The poll, conducted June 12-22, asked 1,193 parents of school-aged children in Michigan, Illinois and Ohio for their views on reopening schools in September, before a vaccine for COVID-19 is developed. The poll has a margin of error of plus or minus 3 percent overall, and 5 percent for the roughly 400 Michigan respondents.
The findings, which were similar among the three states, were released four days before Gov. Gretchen Whitmer is expected to release a school reopening plan developed by an advisory panel that included school officials and health officials. Whitmer has announced that public and private schools will reopen in the fall, but is waiting until June 30 to announce specific, minimum health protocols for schools. Schools are welcome to go above and beyond the minimum standards, Whitmer has said.
If the U-M survey is an indication, the majority of parents prefer safety over normalcy in classrooms this fall:
- Three-in-four parents want daily temperature screenings as students arrive at school.
- 64 percent want fewer children on school buses to allow for social distancing.
- 63 percent favor a mix of in-person and homebound instruction so that there are fewer students in school at the same time.
- 59 percent support staggered arrival and departure times to limit the number of students gathered outside of school buildings.

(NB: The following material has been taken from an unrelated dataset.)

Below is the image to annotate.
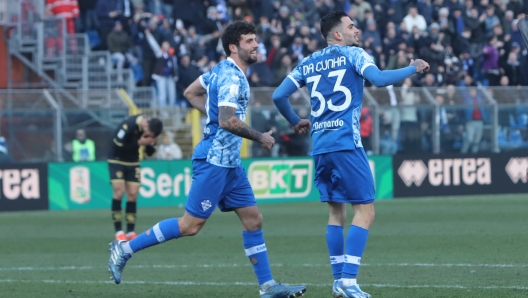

More than half (55 percent) of Michigan parents in the survey prefer that adults wear face masks at school. Though there was less support for student face coverings – 48 percent favored face masks for students in 6th grade and above; 43 percent for 3rd to 5th-graders; 37 percent for 1st and 2nd-graders, and 32 percent for kindergartners.
The least popular safety precautions offered as options in the survey: closing playground equipment (30 percent support) and eliminating extracurricular activities such as sports and music (27 percent).
“Preferences for the number and types of measures vary among parents,” said U-M researcher Chua. “But they broadly agree with the notion that schools should take steps to keep children as safe as possible.”